The wheel shown is spun twice, and the randomly determined numbers opposite the pointer are recorded. The first number is divided by $4,$ and the second number is divided by $5.$ The first remainder designates a column, and the second remainder designates a row on the checkerboard shown. What is the probability that the pair of numbers designates a shaded square?

[asy] unitsize(5mm); defaultpen(linewidth(.8pt)+fontsize(10pt)); dotfactor=4;  real r=2; pair O=(0,0); pair A=(0,2), A1=(0,-2); draw(A--A1); pair B=(sqrt(3),1), B1=(-sqrt(3),-1); draw(B--B1); pair C=(sqrt(3),-1), C1=(-sqrt(3),1); draw(C--C1); path circleO=Circle(O,r); draw(circleO); pair[] ps={O}; dot(ps); label("$6$",(-0.6,1)); label("$1$",(0.6,1)); label("$2$",(0.6,-1)); label("$9$",(-0.6,-1)); label("$7$",(1.2,0)); label("$3$",(-1.2,0));  label("$pointer$",(-4,0)); draw((-5.5,0.5)--(-5.5,-0.5)--(-3,-0.5)--(-2.5,0)--(-3,0.5)--cycle);  fill((4,0)--(4,1)--(5,1)--(5,0)--cycle,gray); fill((6,2)--(6,1)--(5,1)--(5,2)--cycle,gray); fill((6,0)--(6,-1)--(5,-1)--(5,0)--cycle,gray); fill((6,0)--(6,1)--(7,1)--(7,0)--cycle,gray); fill((4,-1)--(5,-1)--(5,-2)--(4,-2)--cycle,gray); fill((6,-1)--(7,-1)--(7,-2)--(6,-2)--cycle,gray); draw((4,2)--(7,2)--(7,-2)--(4,-2)--cycle); draw((4,1)--(7,1)); draw((4,0)--(7,0)); draw((4,-1)--(7,-1)); draw((5,2)--(5,-2)); draw((6,2)--(6,-2)); label("$1$",midpoint((4,-1)--(4,-2)),W); label("$2$",midpoint((4,0)--(4,-1)),W); label("$3$",midpoint((4,1)--(4,0)),W); label("$4$",midpoint((4,2)--(4,1)),W); label("$1$",midpoint((4,-2)--(5,-2)),S); label("$2$",midpoint((5,-2)--(6,-2)),S); label("$3$",midpoint((7,-2)--(6,-2)),S); [/asy]

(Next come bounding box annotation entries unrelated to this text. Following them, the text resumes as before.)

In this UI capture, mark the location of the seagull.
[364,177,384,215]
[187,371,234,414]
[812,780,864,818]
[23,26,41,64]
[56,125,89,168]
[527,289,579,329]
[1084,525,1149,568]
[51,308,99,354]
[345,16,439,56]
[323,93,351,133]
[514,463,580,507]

$\textbf{(A) } \frac{1}{3} \qquad\textbf{(B) } \frac{4}{9} \qquad\textbf{(C) } \frac{1}{2} \qquad\textbf{(D) } \frac{5}{9} \qquad\textbf{(E) } \frac{2}{3}$

Solution

When dividing each number on the wheel by $4,$ the remainders are $1, 1, 2, 2, 3,$ and $3.$ Each column on the checkerboard is equally likely to be chosen.

When dividing each number on the wheel by $5,$ the remainders are $1, 1, 2, 2, 3,$ and $4.$

The probability that a shaded square in the $1$st or $3$rd row of the $1$st or $3$rd column is \[\frac{2}{3} \times \frac{3}{6} = \frac{1}{3}\]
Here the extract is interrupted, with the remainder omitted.